Measles is one of the leading causes of death among young children. In many developed countries with high measles, mumps, and rubella (MMR) vaccine coverage, measles outbreaks still happen each year. Previous research has demonstrated that what underlies the paradox of high vaccination coverage and measles outbreaks is the ineffectiveness of “herd immunity”, which has the false assumption that people are mixing randomly and there’s equal distribution of vaccinated population. In reality, the unvaccinated population is often clustered instead of not equally distributed.
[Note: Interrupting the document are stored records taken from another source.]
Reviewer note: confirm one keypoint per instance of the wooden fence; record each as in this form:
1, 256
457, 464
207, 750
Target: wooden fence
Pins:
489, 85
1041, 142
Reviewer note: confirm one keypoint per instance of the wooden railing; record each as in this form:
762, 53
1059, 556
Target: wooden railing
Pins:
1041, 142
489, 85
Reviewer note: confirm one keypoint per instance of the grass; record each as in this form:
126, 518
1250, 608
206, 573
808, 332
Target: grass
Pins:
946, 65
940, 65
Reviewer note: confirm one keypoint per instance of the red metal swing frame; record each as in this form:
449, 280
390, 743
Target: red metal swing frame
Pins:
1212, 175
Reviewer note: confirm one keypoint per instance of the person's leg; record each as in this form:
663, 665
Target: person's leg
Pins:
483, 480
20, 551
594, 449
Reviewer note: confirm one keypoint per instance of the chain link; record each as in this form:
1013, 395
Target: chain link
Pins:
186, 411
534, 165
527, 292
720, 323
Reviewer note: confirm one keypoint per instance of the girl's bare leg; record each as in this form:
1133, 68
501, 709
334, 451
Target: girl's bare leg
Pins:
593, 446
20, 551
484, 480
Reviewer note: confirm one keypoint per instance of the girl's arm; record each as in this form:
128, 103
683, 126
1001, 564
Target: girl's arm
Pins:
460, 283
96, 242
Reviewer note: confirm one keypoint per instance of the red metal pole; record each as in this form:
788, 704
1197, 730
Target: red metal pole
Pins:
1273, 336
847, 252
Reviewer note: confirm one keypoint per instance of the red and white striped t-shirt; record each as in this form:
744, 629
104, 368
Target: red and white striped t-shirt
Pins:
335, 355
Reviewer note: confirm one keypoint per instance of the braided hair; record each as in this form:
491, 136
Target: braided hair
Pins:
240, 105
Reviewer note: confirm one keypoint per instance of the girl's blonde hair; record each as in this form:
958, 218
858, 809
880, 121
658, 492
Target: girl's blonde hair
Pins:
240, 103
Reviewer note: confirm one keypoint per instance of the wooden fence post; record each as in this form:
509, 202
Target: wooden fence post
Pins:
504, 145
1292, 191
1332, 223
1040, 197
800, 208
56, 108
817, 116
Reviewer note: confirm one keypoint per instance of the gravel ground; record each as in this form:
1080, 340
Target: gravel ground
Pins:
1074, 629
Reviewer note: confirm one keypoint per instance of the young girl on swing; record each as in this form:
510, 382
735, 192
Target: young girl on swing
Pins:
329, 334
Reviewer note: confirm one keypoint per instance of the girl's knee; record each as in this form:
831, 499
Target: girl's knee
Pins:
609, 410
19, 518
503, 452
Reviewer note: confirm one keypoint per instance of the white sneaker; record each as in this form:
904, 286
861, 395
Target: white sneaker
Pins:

Meanwhile, the Internet has been one of the dominant information sources to gain vaccination knowledge and thus has also been the locus of the “anti-vaccine movement”. In this paper, we propose an agent-based model that explores sentiment diffusion and how this process creates anti-vaccination opinion clusters that leads to larger scale disease outbreaks. The model separates cyber space (where information diffuses) and physical space (where both information diffuses and diseases transmit). The results show that cyber space anti-vaccine opinion leaders have such an influence on anti-vaccine sentiments diffusion in the information network that even if the model starts with the majority of the population being pro-vaccine, the degree of disease outbreaks increases significantly.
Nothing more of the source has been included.